The foundation, based in Berkeley, California, is seeking donations to fund costly human trials starting next year after a study in 16 rhesus monkeys published last month showed Vasalgel was successful in preventing conception while the primates fraternized with females for 5 to 24 months.
Guha meantime has registered a startup in India called IcubedG Ideas Pvt. Ltd. through which he is pushing ahead with introducing the technology in his home country. He leased space in a New Delhi industrial zone in January after developing a method of mass production using a government grant. Three couples who participated in the clinical trials gathered in his Kharagpur office in February to attest to the need.

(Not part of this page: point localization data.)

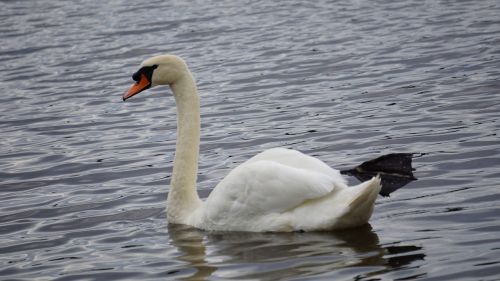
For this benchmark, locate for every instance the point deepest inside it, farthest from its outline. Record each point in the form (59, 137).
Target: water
(84, 176)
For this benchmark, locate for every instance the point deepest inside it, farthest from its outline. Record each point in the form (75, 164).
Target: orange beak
(138, 87)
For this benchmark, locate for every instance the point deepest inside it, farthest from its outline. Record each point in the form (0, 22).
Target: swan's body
(277, 190)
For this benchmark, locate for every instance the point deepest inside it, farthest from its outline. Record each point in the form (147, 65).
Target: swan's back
(278, 190)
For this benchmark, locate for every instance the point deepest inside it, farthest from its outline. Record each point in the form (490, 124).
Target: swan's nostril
(136, 76)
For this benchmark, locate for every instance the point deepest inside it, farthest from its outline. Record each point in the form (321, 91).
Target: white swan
(277, 190)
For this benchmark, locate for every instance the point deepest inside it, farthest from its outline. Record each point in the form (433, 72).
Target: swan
(278, 190)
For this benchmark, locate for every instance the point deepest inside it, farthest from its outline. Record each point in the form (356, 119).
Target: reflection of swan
(278, 256)
(277, 190)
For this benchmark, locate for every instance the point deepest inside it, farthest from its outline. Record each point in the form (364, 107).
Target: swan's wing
(297, 159)
(263, 187)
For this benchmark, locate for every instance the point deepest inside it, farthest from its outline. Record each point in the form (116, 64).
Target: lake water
(84, 177)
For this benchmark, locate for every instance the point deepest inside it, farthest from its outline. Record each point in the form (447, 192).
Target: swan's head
(159, 70)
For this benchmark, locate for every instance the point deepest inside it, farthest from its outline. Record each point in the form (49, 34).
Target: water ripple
(84, 177)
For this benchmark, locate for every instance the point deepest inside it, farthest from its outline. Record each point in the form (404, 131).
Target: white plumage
(277, 190)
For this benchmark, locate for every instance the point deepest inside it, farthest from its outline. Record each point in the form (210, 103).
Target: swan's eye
(136, 76)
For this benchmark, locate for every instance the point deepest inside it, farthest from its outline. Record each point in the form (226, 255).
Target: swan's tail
(395, 171)
(360, 203)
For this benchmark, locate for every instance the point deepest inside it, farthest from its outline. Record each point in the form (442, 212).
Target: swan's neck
(183, 198)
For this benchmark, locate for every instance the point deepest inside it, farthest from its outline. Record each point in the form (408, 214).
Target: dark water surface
(84, 177)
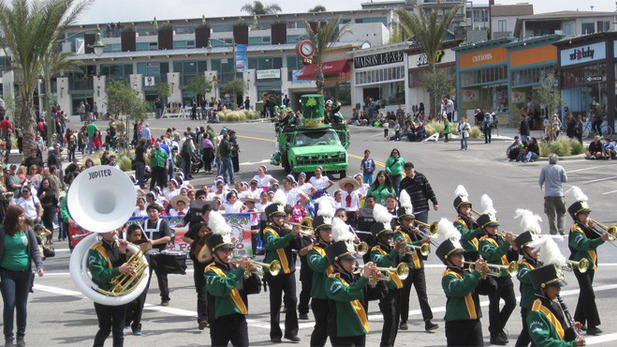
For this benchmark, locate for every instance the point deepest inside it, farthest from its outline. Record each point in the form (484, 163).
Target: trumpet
(611, 230)
(424, 249)
(582, 265)
(511, 269)
(361, 248)
(274, 268)
(384, 273)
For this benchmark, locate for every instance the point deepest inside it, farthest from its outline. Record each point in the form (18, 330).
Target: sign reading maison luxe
(378, 59)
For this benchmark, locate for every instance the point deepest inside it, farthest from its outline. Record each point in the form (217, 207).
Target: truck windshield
(315, 138)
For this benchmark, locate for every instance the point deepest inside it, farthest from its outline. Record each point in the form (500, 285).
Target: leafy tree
(124, 100)
(52, 64)
(548, 94)
(162, 90)
(235, 87)
(428, 32)
(318, 8)
(322, 38)
(258, 8)
(199, 86)
(29, 29)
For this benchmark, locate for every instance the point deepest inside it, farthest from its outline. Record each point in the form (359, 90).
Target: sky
(107, 11)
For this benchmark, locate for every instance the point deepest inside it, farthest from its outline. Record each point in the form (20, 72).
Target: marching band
(479, 259)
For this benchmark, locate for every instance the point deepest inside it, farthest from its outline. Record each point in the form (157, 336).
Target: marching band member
(466, 223)
(321, 267)
(406, 231)
(530, 223)
(497, 250)
(546, 321)
(463, 326)
(383, 254)
(106, 260)
(347, 319)
(583, 241)
(158, 234)
(228, 286)
(278, 243)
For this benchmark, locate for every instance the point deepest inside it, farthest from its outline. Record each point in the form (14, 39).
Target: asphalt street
(60, 315)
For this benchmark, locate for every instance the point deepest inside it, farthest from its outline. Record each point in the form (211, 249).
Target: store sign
(378, 59)
(423, 58)
(583, 54)
(268, 74)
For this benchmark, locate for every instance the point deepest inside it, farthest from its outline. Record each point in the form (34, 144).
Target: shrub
(475, 133)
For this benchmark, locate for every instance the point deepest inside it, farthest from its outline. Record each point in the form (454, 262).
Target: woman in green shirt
(381, 187)
(18, 248)
(394, 168)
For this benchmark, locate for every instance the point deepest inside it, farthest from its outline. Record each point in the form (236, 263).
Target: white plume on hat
(529, 221)
(461, 192)
(549, 252)
(326, 207)
(487, 206)
(381, 215)
(576, 194)
(218, 225)
(405, 201)
(447, 231)
(279, 198)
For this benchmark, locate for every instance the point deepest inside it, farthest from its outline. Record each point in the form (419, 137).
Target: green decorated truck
(313, 143)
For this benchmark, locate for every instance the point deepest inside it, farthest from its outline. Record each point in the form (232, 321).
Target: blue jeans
(463, 142)
(15, 288)
(367, 178)
(396, 182)
(227, 168)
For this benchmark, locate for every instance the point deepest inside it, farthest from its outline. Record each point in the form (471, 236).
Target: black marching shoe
(428, 325)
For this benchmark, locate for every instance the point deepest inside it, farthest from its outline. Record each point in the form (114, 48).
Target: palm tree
(54, 63)
(318, 8)
(258, 8)
(324, 35)
(428, 32)
(29, 30)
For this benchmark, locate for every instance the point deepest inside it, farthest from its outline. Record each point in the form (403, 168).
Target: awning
(329, 68)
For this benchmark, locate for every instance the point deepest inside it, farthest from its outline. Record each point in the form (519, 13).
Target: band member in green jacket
(463, 326)
(549, 321)
(106, 260)
(466, 224)
(319, 263)
(227, 286)
(347, 319)
(583, 242)
(279, 239)
(413, 237)
(528, 263)
(498, 250)
(384, 254)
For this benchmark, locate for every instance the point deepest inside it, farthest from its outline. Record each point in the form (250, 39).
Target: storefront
(530, 62)
(587, 74)
(381, 76)
(482, 78)
(417, 65)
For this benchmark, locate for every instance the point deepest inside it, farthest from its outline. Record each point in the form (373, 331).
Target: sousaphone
(102, 199)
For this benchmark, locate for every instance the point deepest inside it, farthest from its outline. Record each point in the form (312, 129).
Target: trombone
(511, 268)
(611, 230)
(274, 267)
(582, 265)
(424, 249)
(385, 273)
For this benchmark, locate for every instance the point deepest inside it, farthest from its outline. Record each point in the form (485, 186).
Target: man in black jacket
(420, 191)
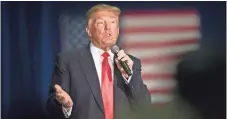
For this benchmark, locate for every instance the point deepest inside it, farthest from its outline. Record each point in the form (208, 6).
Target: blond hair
(99, 7)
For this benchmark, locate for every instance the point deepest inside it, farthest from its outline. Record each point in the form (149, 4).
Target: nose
(107, 26)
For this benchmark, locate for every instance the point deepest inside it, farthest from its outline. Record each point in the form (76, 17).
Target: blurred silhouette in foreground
(201, 78)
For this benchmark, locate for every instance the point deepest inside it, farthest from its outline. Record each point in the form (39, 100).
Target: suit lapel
(88, 66)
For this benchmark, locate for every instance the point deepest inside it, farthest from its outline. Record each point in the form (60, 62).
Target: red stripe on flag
(161, 58)
(176, 42)
(162, 91)
(160, 29)
(137, 13)
(157, 76)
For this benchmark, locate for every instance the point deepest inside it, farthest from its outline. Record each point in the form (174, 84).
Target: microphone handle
(126, 67)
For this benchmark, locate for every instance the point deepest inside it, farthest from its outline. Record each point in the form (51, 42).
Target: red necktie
(107, 87)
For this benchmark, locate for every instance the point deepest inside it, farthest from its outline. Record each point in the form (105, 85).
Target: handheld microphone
(115, 49)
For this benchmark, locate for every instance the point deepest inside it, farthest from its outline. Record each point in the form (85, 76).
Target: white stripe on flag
(160, 83)
(159, 37)
(160, 21)
(149, 52)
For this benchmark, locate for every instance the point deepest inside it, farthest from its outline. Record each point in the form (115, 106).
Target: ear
(88, 32)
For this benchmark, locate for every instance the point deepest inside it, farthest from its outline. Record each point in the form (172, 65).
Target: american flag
(159, 38)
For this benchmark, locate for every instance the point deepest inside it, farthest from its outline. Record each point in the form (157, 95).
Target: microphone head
(115, 49)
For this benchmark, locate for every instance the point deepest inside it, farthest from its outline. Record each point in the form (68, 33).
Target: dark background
(31, 38)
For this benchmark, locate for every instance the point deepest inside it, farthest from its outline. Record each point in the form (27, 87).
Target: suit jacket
(75, 72)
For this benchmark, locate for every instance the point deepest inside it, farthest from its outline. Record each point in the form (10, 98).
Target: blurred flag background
(159, 38)
(170, 38)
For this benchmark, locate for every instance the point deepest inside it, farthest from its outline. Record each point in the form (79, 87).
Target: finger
(120, 54)
(118, 65)
(58, 88)
(125, 59)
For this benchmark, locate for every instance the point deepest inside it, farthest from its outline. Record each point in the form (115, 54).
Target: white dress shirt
(97, 57)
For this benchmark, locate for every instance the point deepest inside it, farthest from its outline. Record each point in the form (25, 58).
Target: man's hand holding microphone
(63, 97)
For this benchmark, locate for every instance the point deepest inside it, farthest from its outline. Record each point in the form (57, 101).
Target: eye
(100, 22)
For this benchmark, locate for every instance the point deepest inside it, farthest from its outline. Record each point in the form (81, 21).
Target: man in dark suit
(89, 83)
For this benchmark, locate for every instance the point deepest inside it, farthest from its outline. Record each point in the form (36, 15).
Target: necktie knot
(105, 55)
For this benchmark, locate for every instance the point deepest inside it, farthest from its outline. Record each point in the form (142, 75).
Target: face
(103, 29)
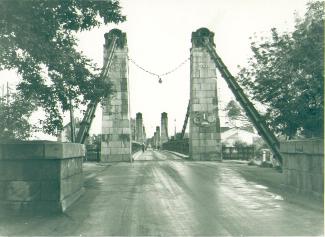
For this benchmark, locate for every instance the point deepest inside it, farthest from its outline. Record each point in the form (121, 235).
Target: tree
(38, 40)
(15, 112)
(286, 73)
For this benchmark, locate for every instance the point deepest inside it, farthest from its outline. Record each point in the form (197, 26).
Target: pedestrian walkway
(161, 194)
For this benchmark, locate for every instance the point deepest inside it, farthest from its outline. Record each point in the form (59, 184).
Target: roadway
(161, 194)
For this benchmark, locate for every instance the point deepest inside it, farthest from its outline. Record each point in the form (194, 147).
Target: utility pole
(72, 123)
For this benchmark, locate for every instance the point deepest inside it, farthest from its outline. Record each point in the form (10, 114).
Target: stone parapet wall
(303, 166)
(40, 176)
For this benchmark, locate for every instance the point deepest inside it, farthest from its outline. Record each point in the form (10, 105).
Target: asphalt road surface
(161, 194)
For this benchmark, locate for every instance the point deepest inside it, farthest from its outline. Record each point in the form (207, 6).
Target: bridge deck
(161, 194)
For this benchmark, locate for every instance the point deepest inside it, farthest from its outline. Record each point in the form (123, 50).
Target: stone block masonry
(303, 166)
(40, 176)
(139, 128)
(204, 136)
(164, 128)
(116, 128)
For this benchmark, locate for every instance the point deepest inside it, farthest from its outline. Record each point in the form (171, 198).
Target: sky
(159, 39)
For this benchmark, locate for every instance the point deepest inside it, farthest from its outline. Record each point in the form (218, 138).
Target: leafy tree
(286, 73)
(38, 40)
(15, 112)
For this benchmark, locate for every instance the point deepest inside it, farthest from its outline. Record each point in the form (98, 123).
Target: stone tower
(164, 128)
(204, 137)
(157, 137)
(116, 132)
(139, 128)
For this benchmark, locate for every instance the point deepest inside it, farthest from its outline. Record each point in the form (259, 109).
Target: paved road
(161, 194)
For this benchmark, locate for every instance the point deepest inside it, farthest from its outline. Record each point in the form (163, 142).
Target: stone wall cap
(40, 150)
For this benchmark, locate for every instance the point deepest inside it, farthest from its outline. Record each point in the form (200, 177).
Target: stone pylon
(144, 135)
(154, 142)
(139, 128)
(116, 132)
(164, 128)
(157, 144)
(204, 137)
(132, 121)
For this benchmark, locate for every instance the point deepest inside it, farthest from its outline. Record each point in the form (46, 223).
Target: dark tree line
(38, 41)
(286, 73)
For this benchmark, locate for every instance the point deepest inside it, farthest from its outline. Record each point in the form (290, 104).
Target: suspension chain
(156, 74)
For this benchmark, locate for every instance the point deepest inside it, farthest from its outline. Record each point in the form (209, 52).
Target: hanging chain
(159, 75)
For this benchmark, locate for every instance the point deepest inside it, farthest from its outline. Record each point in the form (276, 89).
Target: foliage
(38, 40)
(286, 73)
(14, 115)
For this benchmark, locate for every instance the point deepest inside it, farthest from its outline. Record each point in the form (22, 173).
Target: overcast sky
(159, 38)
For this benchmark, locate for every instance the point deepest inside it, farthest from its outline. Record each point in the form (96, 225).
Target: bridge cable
(162, 74)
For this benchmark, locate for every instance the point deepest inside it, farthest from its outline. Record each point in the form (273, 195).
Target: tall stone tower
(204, 137)
(157, 137)
(164, 128)
(144, 135)
(139, 128)
(116, 132)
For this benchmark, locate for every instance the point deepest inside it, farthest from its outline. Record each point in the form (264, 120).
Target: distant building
(232, 135)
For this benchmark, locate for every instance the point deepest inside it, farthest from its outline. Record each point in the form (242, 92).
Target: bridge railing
(238, 153)
(179, 145)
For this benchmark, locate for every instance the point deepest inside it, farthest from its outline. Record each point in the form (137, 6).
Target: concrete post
(155, 140)
(132, 129)
(116, 131)
(204, 137)
(157, 137)
(139, 128)
(144, 134)
(164, 128)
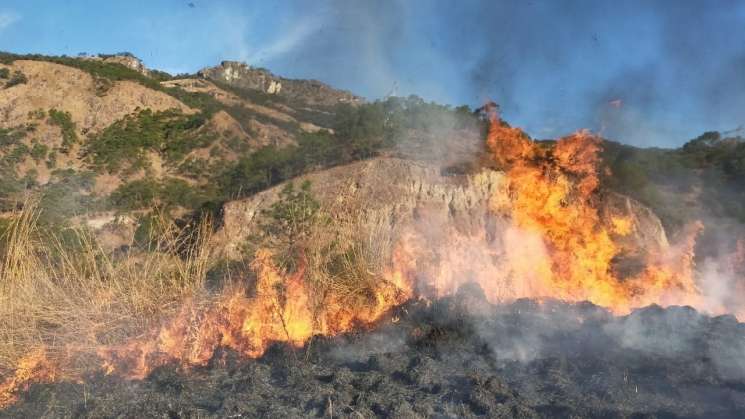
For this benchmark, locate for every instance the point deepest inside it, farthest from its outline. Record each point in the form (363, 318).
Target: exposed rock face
(129, 61)
(311, 92)
(414, 193)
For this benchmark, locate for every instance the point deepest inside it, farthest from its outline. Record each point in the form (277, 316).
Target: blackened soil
(458, 357)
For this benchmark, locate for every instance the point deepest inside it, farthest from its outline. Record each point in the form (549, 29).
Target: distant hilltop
(244, 76)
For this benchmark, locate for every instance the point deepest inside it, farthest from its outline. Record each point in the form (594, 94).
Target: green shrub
(126, 142)
(63, 120)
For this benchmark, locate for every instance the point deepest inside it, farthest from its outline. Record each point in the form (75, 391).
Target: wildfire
(554, 242)
(548, 241)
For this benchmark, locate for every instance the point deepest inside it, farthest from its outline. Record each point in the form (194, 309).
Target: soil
(453, 358)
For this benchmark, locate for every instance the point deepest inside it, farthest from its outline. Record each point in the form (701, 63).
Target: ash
(452, 358)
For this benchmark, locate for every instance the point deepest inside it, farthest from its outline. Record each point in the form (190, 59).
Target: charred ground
(456, 357)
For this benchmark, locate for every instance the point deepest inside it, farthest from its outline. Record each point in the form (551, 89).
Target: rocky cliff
(312, 92)
(415, 195)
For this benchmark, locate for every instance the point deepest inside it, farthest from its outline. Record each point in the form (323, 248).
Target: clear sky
(645, 72)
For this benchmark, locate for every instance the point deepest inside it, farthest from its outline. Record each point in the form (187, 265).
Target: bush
(124, 144)
(63, 120)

Kinkar Ari, a 39-year-old day laborer from a nearby village, said that when he and his wife Aloka decided they didn’t want more children they had a choice between tubal ligation for her or vasectomy for him, but neither could afford the time off to recuperate from the surgery.
When a public health worker told the couple about Guha’s promising alternative, Ari decided to enroll in the study. The injection took 15 minutes with some local anesthesia, and after half an hour of observation at the clinic, he said he was able to walk the 2.5 kilometers home. Two days later, he was back at work. Ari was so enthused by the procedure, he convinced two other couples to have it done, he said.
Stories like that encourage Guha to persist with the project, he said, even though patents on his invention have long since expired and he won’t see any personal financial gain even if it takes off worldwide.
“Why should the burden be borne by the female only?” he said in his office after the three couples had left. “There has to be an equal partnership.”